Decision comes with massive Canadian implications following severe weakening of the Canadian dollar
The US Federal Reserve has made its final interest rate decision of the year electing to cut its overnight interest rate by a further 25 basis points. Futures markets had priced in the cut as a near-certainty going into the FOMC meeting.
In contrast to other developed economies, especially Canada, the Fed is sitting on a stronger economic foundation. GDP growth in the United States is sitting at around 3 per cent and the US labour market remains quite tight. Inflation, however, has stayed stubbornly above the Fed’s 2 per cent target rate.
“The Committee seeks to achieve maximum employment and inflation at the rate of 2 percent over the longer run,” a press release announcing the cut reads. “The Committee judges that the risks to achieving its employment and inflation goals are roughly in balance. The economic outlook is uncertain, and the Committee is attentive to the risks to both sides of its dual mandate.”
Inflation expectations could prove problematic for the US Fed with the incoming administration of Donald Trump. Through proposed tariffs, fiscal spending, and curbs to immigration analysts have predicted the new administration may pour fuel on the inflation fire.

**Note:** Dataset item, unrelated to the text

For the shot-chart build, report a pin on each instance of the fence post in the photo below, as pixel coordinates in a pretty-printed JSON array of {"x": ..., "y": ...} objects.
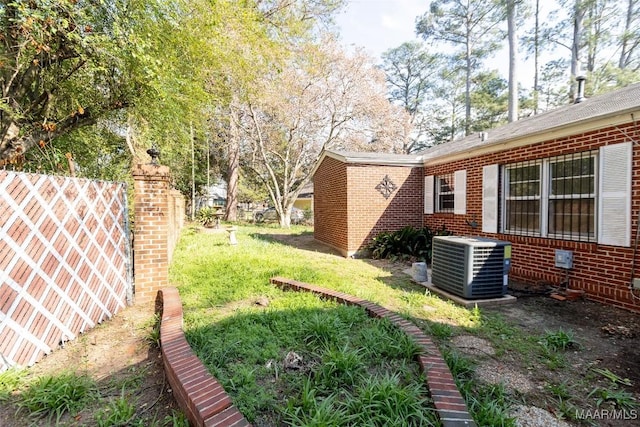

The move follows a ‘jumbo’ 0.50 per cent cut by the Bank of Canada last week. This leaves the Bank of Canada with a policy interest rate fully one per cent lower than our neighbours to the south. This policy divergence could have significant implications for the value of the Canadian dollar, which slipped below $0.70 USD on Tuesday for the first time since the pandemic.
“In assessing the appropriate stance of monetary policy, the Committee will continue to monitor the implications of incoming information for the economic outlook,” the release reads. “The Committee would be prepared to adjust the stance of monetary policy as appropriate if risks emerge that could impede the attainment of the Committee's goals.”